Conversely, Kingsmill’s closest rivals, Warburtons and Hovis, grew by 11.2% and 2.2% respectively – adding a total of £17.6m in the first three months of 2020. At the same time, the larger wrapped bakery market made an extra £36.9m, a rise of 11.2%, as shoppers stocked up on bread, rolls, bagels and other products.

It comes after an extended period of hardship for Kingsmill in UK supermarkets. The brand had “struggled with delists for quite some time now and has missed the chance to jump on the innovation trends in other bakery recently” said Viviane Palmedo, senior client analytics executive at Nielsen.

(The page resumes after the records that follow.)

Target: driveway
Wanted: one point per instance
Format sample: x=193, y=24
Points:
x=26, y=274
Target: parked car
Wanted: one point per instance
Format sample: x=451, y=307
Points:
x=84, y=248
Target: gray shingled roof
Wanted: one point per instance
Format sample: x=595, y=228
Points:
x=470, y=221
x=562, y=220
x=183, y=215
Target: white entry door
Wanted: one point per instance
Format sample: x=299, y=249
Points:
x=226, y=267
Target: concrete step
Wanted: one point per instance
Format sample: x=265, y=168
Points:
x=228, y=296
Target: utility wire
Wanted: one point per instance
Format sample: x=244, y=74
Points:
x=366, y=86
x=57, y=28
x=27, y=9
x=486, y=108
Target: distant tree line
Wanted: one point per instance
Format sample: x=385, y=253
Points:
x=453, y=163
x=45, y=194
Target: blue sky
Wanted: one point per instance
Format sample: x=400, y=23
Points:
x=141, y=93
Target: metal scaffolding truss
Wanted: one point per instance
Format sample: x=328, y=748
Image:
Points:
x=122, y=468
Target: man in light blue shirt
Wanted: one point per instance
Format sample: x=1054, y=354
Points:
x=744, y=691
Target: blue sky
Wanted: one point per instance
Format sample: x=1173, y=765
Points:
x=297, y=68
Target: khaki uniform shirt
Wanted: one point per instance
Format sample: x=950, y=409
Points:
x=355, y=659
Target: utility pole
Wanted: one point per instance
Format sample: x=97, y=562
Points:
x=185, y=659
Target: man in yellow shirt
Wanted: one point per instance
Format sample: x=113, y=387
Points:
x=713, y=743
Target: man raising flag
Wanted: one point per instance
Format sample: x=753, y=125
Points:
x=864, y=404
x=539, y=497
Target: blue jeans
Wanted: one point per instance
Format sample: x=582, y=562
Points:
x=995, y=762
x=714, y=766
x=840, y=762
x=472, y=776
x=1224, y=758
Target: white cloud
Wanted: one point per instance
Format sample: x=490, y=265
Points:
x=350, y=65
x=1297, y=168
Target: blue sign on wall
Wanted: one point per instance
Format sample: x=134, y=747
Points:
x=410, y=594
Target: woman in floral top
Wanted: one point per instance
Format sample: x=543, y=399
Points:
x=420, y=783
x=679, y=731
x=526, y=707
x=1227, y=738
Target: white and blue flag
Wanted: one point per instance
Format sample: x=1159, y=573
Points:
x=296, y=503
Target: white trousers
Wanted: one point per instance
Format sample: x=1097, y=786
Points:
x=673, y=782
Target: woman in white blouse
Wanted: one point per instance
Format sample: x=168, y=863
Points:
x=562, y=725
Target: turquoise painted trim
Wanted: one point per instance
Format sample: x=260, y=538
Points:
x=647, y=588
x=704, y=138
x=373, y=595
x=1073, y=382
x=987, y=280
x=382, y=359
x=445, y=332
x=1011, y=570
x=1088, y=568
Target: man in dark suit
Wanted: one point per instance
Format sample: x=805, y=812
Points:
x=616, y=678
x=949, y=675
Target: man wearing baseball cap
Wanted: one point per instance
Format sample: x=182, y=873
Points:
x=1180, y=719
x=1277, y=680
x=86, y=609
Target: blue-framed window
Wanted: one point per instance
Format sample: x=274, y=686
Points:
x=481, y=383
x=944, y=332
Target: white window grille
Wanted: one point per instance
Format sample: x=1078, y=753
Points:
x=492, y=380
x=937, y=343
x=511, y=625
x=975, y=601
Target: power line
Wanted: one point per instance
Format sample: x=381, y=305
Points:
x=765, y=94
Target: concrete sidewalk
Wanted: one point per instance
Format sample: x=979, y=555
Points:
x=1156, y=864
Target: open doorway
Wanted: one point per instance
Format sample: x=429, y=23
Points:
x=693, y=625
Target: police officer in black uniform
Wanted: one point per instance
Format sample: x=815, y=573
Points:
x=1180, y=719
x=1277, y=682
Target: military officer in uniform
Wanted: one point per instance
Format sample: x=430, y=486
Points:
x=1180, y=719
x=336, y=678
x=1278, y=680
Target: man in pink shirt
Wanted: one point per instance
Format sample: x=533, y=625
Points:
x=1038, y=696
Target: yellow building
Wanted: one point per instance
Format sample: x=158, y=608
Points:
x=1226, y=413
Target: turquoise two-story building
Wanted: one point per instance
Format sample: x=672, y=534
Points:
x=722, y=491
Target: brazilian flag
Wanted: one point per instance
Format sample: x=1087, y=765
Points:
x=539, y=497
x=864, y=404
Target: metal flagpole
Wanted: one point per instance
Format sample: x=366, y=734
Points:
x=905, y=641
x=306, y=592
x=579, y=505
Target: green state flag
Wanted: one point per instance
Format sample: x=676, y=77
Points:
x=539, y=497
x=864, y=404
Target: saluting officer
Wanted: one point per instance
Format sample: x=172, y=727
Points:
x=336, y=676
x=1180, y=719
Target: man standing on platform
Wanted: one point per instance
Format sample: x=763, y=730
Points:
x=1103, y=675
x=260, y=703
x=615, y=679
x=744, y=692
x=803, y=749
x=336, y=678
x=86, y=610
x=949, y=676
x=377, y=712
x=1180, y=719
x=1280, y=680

As recently as early 2020, Kingsmill suffered a raft of delistings in the major mults – mainly Asda – following a 2019 in which the brand shed £40.9m, having seen SKUs axed by Tesco and Iceland among others.  

However, Kingsmill enjoyed better fortunes in the final weeks before lockdown, with sales “running as high as 30% up on the same weeks last year” claimed Allied marketing director Matthew Cullum.

“We were able to increase production and deliveries to meet this increased demand and help our customers keep bread on shelves, although we did see some empty shelves for a couple of days despite everyone’s best efforts”

Indeed, take-home sales across all bakery products, including in-store, accelerated greatly in the four weeks to 22 March. The category gained 17.8% in value, shifting an extra 56.7 million units – a 15.9% volume rise [Kantar].

The increased demand came after wrapped bakery had been “rather flat for many years” said Palmedo. However, it was “impossible to tell yet how sustainable this growth will be and whether this situation will change the demand for bakery in the long-term” she added.

“Currently, shoppers might be buying more products than they intend to consume, and the demand will go back to previous levels. Another scenario could be that shoppers will have rediscovered bread and bakery goods during this period and change their shopping habits in the long term.”